Ma se è senza dubbio vero che con certi artisti la situazione è peggiore che con altri, è altrettanto palese che la location faccia il suo: più normale aspettarsi che la gente ascolti in assoluto silenzio Apparat al Teatro Regio di Parma (come avevo constatato solo due giorni prima) piuttosto che ai Magazzini Generali, no?

Ecco, i Magazzini Generali. Locale storico di Milano, che vi ha visto suonare dozzine di band importanti, tra i pochi sopravvissuti all’estinzione di massa che negli ultimi anni ha colpito venue illustri come Rolling Stone, Rainbow, Propaganda, Salumeria della musica e molti altri. I Magazzini resistono ed in un periodo di vacche magre come questo va benissimo, ci mancherebbe. Diciamo però che chiunque organizzi concerti lì dentro dovrebbe fare qualche riflessione e magari decidere di non utilizzarlo alla sua capienza massima. Perché il punto è proprio questo: quando è pieno, il locale di via Ripamonti diventa letteralmente invivibile. Lungo e stretto, palco non altissimo, il bar posizionato proprio sulla zona di passaggio (che poi per me chi va a prendersi da bere mentre un gruppo sta suonando andrebbe messo in galera ma pazienza, ormai sapete come sono fatto), i bocchettoni del riscaldamento che sparano aria bollente a velocità assurda… insomma, non esattamente l’ideale per godersi un concerto; per di più di una band come questa, che necessita, se non di immersione totale, almeno di una certa partecipazione emotiva e mentale.

E qui arriviamo all’episodio incriminato: nell’impossibilità totale di vedere qualcosa dal fondo, mi posiziono sulla balconata in alto, che per fortuna a questo giro non è stata riservata a qualche fortunato possessore di braccialetto vip come in altre occasioni.

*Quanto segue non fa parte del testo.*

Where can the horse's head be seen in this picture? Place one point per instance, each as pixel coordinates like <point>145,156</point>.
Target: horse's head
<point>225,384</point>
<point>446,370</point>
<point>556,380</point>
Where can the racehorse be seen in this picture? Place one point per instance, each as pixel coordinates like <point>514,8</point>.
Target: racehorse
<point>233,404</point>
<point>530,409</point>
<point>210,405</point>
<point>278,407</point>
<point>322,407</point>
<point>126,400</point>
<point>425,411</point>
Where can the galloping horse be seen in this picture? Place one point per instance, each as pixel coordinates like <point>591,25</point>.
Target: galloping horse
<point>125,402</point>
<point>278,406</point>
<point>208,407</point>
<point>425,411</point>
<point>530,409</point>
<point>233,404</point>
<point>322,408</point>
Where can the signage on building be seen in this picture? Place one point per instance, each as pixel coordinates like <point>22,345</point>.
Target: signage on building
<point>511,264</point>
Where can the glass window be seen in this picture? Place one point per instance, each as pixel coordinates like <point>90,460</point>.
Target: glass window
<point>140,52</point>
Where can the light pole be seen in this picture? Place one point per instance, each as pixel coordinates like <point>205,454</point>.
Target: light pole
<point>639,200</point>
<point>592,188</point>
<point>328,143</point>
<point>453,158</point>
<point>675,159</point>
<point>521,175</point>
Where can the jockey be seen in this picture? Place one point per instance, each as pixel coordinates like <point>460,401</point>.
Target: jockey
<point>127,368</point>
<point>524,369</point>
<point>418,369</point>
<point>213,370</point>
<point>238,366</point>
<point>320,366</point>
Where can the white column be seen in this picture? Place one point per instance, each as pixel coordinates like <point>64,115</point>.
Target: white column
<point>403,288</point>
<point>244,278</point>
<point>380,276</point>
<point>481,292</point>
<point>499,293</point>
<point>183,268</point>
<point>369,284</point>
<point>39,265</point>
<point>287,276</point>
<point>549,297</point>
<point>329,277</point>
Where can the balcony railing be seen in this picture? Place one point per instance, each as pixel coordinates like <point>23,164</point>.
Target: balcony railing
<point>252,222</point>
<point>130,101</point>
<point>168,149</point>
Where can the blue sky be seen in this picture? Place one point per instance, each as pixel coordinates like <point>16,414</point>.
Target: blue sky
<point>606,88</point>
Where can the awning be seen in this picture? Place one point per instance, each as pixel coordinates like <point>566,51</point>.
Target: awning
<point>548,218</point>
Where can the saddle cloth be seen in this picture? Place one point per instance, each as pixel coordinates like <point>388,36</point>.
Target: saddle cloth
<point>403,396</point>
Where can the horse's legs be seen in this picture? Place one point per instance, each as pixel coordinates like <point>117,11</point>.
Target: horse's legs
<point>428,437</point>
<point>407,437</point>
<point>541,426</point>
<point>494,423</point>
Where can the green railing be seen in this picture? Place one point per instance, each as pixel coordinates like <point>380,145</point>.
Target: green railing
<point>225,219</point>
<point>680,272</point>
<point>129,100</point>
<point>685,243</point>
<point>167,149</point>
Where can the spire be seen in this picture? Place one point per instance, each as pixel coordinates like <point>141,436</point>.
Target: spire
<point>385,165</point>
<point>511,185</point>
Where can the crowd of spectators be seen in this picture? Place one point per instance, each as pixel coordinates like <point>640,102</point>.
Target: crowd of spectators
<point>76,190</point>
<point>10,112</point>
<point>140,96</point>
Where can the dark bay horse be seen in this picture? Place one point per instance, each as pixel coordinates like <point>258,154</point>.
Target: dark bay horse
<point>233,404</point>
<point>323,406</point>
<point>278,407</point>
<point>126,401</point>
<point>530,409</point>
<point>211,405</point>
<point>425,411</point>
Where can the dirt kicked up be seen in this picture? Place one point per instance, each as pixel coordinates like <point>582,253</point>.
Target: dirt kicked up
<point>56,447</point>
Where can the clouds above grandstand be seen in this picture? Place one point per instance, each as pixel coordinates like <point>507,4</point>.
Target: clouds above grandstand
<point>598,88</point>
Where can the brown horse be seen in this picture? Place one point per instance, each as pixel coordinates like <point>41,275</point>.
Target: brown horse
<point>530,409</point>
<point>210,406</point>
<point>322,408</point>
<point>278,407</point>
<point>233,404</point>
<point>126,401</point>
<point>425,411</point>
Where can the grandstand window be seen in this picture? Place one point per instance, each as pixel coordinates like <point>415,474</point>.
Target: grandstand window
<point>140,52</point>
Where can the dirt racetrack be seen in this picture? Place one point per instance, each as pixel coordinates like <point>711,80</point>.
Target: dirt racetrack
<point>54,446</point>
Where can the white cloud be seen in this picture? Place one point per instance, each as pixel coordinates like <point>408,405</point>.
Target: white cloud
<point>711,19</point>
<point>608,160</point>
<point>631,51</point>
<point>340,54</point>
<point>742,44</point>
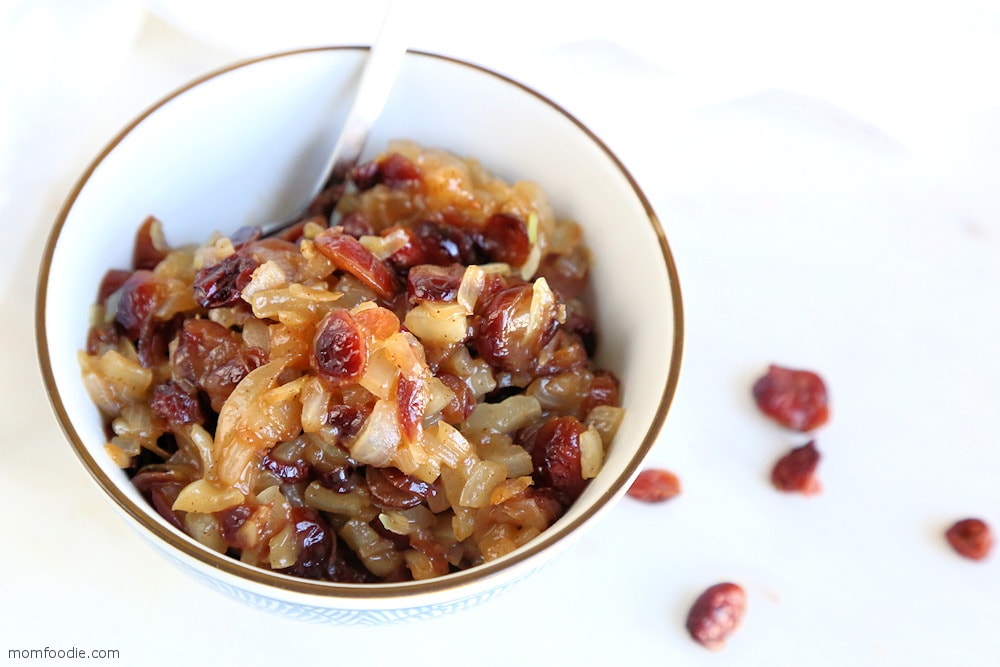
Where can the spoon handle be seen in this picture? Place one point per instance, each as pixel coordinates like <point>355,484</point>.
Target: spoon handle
<point>378,75</point>
<point>377,79</point>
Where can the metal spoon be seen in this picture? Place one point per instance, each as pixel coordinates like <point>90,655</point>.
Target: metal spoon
<point>377,78</point>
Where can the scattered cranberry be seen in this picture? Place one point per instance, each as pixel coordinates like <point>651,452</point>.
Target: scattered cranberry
<point>716,614</point>
<point>220,285</point>
<point>655,485</point>
<point>971,538</point>
<point>795,472</point>
<point>796,399</point>
<point>340,351</point>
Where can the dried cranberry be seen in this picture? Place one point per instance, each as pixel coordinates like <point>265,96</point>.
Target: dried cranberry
<point>796,399</point>
<point>340,353</point>
<point>716,614</point>
<point>505,239</point>
<point>317,543</point>
<point>796,470</point>
<point>393,489</point>
<point>502,334</point>
<point>220,285</point>
<point>429,282</point>
<point>655,485</point>
<point>460,407</point>
<point>443,244</point>
<point>555,453</point>
<point>288,471</point>
<point>342,478</point>
<point>970,538</point>
<point>140,296</point>
<point>175,405</point>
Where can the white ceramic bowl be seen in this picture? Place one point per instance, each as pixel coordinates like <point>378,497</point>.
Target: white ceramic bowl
<point>225,151</point>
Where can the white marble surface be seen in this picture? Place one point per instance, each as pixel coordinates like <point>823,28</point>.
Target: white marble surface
<point>827,180</point>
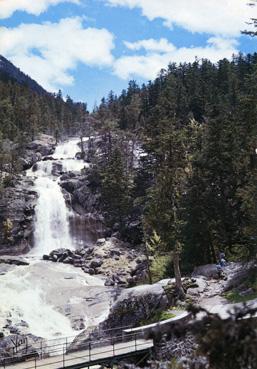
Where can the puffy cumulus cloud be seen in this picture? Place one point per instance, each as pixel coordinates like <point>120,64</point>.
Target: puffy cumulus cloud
<point>158,54</point>
<point>161,45</point>
<point>8,7</point>
<point>48,52</point>
<point>226,17</point>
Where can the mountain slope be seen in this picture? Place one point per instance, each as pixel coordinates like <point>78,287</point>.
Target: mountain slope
<point>9,72</point>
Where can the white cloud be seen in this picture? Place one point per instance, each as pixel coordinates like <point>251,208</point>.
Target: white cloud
<point>226,17</point>
<point>161,45</point>
<point>160,53</point>
<point>48,52</point>
<point>36,7</point>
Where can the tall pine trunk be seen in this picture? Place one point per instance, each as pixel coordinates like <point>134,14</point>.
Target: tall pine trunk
<point>178,279</point>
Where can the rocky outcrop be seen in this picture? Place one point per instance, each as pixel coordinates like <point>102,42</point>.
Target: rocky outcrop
<point>208,271</point>
<point>17,345</point>
<point>17,204</point>
<point>44,144</point>
<point>89,221</point>
<point>10,260</point>
<point>112,258</point>
<point>135,305</point>
<point>131,307</point>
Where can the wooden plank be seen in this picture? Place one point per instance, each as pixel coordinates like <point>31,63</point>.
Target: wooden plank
<point>97,355</point>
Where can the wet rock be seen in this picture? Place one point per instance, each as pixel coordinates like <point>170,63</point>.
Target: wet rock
<point>44,144</point>
<point>249,291</point>
<point>208,271</point>
<point>17,208</point>
<point>96,263</point>
<point>13,260</point>
<point>70,185</point>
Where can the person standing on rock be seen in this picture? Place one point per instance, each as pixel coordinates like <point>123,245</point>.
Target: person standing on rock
<point>222,259</point>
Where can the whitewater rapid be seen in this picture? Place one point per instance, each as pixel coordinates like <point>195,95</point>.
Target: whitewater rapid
<point>52,225</point>
<point>48,299</point>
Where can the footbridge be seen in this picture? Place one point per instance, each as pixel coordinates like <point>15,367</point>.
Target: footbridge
<point>105,348</point>
<point>58,355</point>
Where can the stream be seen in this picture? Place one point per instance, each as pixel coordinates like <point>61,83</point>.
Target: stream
<point>46,299</point>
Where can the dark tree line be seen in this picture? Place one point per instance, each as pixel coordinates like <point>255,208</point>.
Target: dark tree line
<point>195,182</point>
<point>25,113</point>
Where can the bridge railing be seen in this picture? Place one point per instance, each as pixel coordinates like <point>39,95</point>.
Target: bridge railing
<point>90,349</point>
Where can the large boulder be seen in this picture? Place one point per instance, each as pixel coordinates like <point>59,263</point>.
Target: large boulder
<point>209,271</point>
<point>135,305</point>
<point>17,208</point>
<point>71,184</point>
<point>44,144</point>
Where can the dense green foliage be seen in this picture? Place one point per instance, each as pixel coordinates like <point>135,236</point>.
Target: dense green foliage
<point>24,113</point>
<point>195,181</point>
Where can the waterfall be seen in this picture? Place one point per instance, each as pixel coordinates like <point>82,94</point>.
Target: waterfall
<point>52,215</point>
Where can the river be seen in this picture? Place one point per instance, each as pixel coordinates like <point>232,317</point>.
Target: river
<point>46,299</point>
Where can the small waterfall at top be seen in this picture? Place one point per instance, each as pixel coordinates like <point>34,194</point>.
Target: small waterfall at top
<point>52,215</point>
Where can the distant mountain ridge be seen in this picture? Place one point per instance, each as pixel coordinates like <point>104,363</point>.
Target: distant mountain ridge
<point>9,71</point>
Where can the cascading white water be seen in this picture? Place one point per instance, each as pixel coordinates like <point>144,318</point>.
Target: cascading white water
<point>52,218</point>
<point>52,214</point>
<point>49,296</point>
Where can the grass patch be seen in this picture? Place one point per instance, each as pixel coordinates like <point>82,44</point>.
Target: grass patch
<point>250,283</point>
<point>158,316</point>
<point>235,297</point>
<point>161,267</point>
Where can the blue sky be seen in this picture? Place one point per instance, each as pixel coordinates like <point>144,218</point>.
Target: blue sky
<point>89,47</point>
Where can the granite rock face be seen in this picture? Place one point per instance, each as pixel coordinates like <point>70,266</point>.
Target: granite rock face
<point>17,208</point>
<point>117,261</point>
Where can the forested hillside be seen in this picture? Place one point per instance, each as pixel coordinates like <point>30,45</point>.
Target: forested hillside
<point>27,110</point>
<point>179,160</point>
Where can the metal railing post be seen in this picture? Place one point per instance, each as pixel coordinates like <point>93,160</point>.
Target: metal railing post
<point>63,356</point>
<point>41,349</point>
<point>89,351</point>
<point>113,347</point>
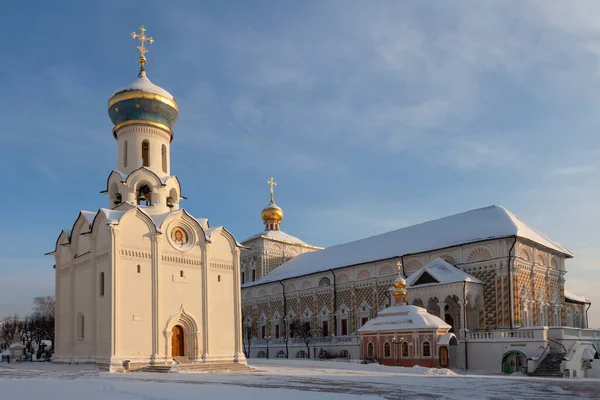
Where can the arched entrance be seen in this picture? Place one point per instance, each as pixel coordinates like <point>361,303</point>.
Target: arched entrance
<point>514,361</point>
<point>450,321</point>
<point>177,345</point>
<point>444,363</point>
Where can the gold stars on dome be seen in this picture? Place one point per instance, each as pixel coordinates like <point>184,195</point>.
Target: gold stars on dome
<point>399,288</point>
<point>142,47</point>
<point>272,214</point>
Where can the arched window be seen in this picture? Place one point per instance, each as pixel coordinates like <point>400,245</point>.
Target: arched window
<point>163,152</point>
<point>404,349</point>
<point>80,326</point>
<point>324,282</point>
<point>146,153</point>
<point>387,351</point>
<point>426,349</point>
<point>570,317</point>
<point>145,196</point>
<point>301,354</point>
<point>101,284</point>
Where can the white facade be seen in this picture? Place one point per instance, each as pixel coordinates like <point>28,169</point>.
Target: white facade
<point>494,292</point>
<point>142,282</point>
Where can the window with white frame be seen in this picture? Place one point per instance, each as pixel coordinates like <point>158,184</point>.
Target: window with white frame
<point>404,352</point>
<point>387,350</point>
<point>426,349</point>
<point>80,326</point>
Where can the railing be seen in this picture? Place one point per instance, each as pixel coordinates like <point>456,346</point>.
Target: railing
<point>515,334</point>
<point>480,335</point>
<point>324,340</point>
<point>518,334</point>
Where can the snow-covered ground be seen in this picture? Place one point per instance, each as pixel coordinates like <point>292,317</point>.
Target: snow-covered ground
<point>277,379</point>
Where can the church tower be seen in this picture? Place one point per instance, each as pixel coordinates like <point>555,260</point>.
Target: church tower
<point>267,250</point>
<point>142,283</point>
<point>272,214</point>
<point>143,115</point>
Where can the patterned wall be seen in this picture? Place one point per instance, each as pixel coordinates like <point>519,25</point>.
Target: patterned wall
<point>368,284</point>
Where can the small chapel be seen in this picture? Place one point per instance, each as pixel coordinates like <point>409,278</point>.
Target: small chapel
<point>142,283</point>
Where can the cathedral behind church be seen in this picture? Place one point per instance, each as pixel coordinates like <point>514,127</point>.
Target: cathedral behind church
<point>493,289</point>
<point>142,282</point>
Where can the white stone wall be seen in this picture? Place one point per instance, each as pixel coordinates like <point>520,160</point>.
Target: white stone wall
<point>149,287</point>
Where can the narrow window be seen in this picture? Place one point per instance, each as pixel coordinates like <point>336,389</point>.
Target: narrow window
<point>426,349</point>
<point>404,349</point>
<point>80,327</point>
<point>101,284</point>
<point>146,153</point>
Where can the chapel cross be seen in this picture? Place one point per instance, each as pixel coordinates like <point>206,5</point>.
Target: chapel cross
<point>142,47</point>
<point>272,183</point>
<point>399,265</point>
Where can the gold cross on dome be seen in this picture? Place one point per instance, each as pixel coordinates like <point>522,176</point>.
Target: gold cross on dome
<point>272,183</point>
<point>143,39</point>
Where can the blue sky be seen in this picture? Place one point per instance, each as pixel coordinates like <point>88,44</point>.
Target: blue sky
<point>370,115</point>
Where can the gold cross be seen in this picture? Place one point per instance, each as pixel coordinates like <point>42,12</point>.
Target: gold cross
<point>272,183</point>
<point>142,47</point>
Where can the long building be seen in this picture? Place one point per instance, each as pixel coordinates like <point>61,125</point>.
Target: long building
<point>484,272</point>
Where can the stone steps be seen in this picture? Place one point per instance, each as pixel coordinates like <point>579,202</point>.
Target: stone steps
<point>550,366</point>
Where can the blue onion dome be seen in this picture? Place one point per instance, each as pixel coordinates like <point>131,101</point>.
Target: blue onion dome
<point>143,102</point>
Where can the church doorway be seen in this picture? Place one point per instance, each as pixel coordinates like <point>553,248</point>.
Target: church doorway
<point>444,357</point>
<point>450,321</point>
<point>177,342</point>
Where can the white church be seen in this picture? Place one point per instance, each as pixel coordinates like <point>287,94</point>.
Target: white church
<point>142,283</point>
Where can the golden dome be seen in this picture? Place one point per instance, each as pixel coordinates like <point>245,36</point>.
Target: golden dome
<point>272,213</point>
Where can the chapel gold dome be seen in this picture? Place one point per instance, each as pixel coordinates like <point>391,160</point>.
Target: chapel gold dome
<point>272,212</point>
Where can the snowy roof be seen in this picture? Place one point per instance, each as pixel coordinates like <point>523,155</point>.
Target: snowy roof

Mi trovo uno spazio comodo, esattamente dietro il proiettore a bobine che il gruppo utilizza abitualmente durante i set. E qui, da quando la band inizia a suonare, succede un po’ di tutto: c’è un tizio con una tipa che palesemente non conosce il gruppo e non sa neppure perché sia finita lì, che la indottrina tutto il tempo con frasi improbabili, facendo avanti e indietro dal bar a prendere cocktail per lui e per lei (giuro che ne avranno presi tipo sei-sette a testa, evidentemente erano annacquati come pochi altrimenti sarebbero con tutta probabilità rovinati di sotto); c’è poi un gruppetto di persone che urlano tutto il tempo: “Bis!” e “Grandi!”, prima, dopo e durante i brani (che comunque, come saprete sono sempre pochissimi e lunghissimi) e che quando non gridano chiacchierano a voce altissima. Probabilmente sono gli stessi che il giorno dopo racconteranno agli amici che sono stati ad un concerto bellissimo. E via di questo passo, tra gente che filma per mezz’ora di fila e altri che provano a spostare le bobine allineate di fianco al proiettore, per cercare di avere una visuale più ampia (giuro, l’ho visto coi miei occhi, per fortuna che il tecnico non li ha beccati se no finiva male). Insomma, diciamo che se pensavo che i Godspeed You! Black Emperor fossero una band per nerd, mi sono dovuto amaramente ricredere. Oppure galeotto è stato il richiamo modaiolo del Linechek (a cui questa data era in qualche modo collegata, essendo il Canada la nazione ospite di questa edizione)? Preferisco non provare a rispondere.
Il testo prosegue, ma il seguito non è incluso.